Sin embargo, sí voy a hacer hincapié en lo que quizá más me haya chocado con respecto a las dos grandes metrópolis españolas; tantas veces comparadas, tantas veces enfrentadas. Para ello, me valdré de lo que sentí en mi primer viaje desde Barcelona a Madrid.
Me remonto, creo, a un jueves de noviembre. No había puentes a la vista ni era ninguna fecha señalada. Simplemente el estertor de un frío y gris día de finales de otoño. Cogí el último AVE de Sants, por lo que ya era bastante tarde, en torno a las nueve de la noche. En mi camino a la estación, veía desde el taxi cómo la ciudad se iba a apagando poco a poco. Más allá de alguna calles y plazas concretas del centro, Barcelona ya había echado la persiana y se escondía detrás de las cortinas.
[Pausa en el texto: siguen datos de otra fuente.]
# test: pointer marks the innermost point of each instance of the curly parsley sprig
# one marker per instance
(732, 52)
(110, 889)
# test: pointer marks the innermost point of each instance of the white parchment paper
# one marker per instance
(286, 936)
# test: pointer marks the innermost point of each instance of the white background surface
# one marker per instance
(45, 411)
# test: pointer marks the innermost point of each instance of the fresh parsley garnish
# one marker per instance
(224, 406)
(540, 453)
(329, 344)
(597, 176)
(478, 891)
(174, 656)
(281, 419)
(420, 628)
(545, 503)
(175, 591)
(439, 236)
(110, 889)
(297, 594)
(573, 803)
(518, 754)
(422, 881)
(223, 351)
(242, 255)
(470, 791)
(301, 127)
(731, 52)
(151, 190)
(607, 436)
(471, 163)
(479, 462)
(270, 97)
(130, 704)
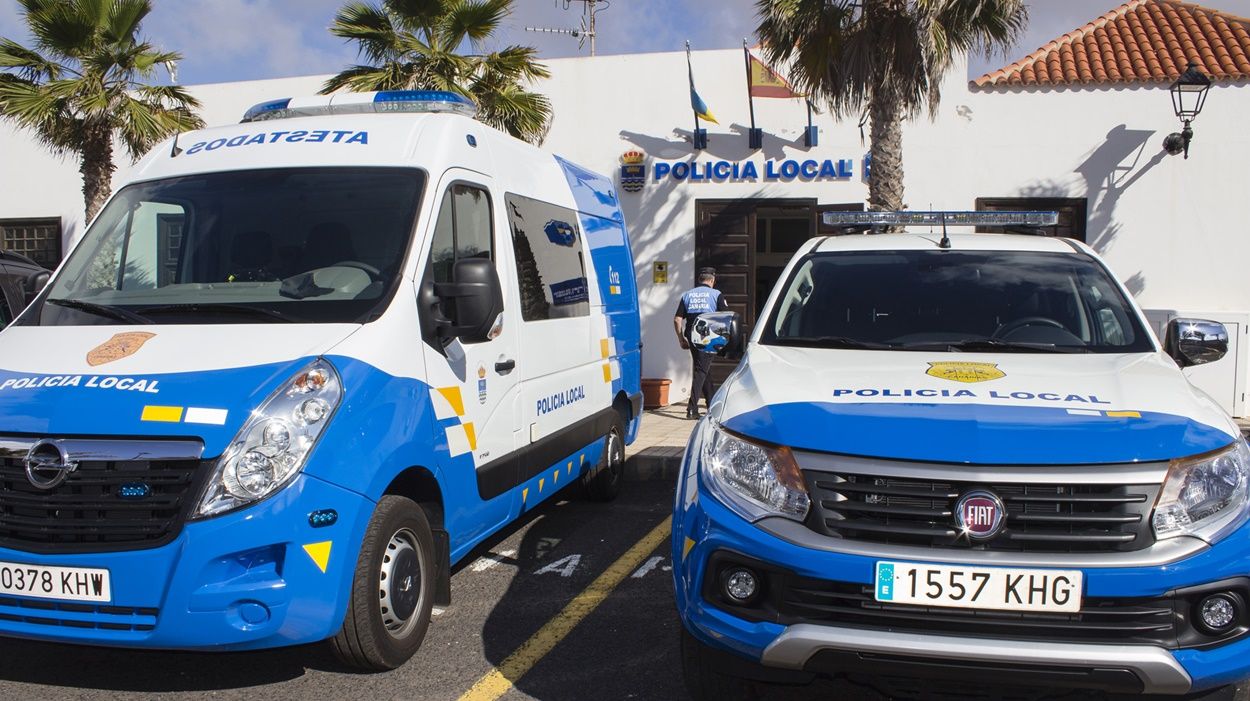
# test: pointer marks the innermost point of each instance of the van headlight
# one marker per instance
(1205, 496)
(275, 441)
(753, 479)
En ese momento no le di importancia, porque era un escenario más de un paisaje de fondo. De hecho, solo pensaba en el trabajo que podía adelantar en el tren, así que iba con el piloto automático puesto.
Tres horas después, ya después de la medianoche, llegaba a Atocha. Salí deprisa, tenía ganas de descansar, pero fue en el momento en el que volví a ver el cielo de la capital cuando me di cuenta de esa brecha. Madrid bullía vida, con bares y restaurantes abiertos, decenas de personas por las calles y autobuses repletos en cada parada. Empecé entonces a recordar otras rutinas de la Ciudad Condal. La de todo cerrado los domingos, la de las mesas con un solo comensal…
Cuando lo he comentado con mi entorno todos han coincidido en que tienen esta misma sensación. Y cada catalán que conozco y que viaja a la Villa del Manzanares, cuando vuelve, me dice lo mismo: me encanta Madrid.
¿La razón? Pues, seguramente, la misma que acabo de exponer y que me sigue golpeando cada vez que regreso a casa.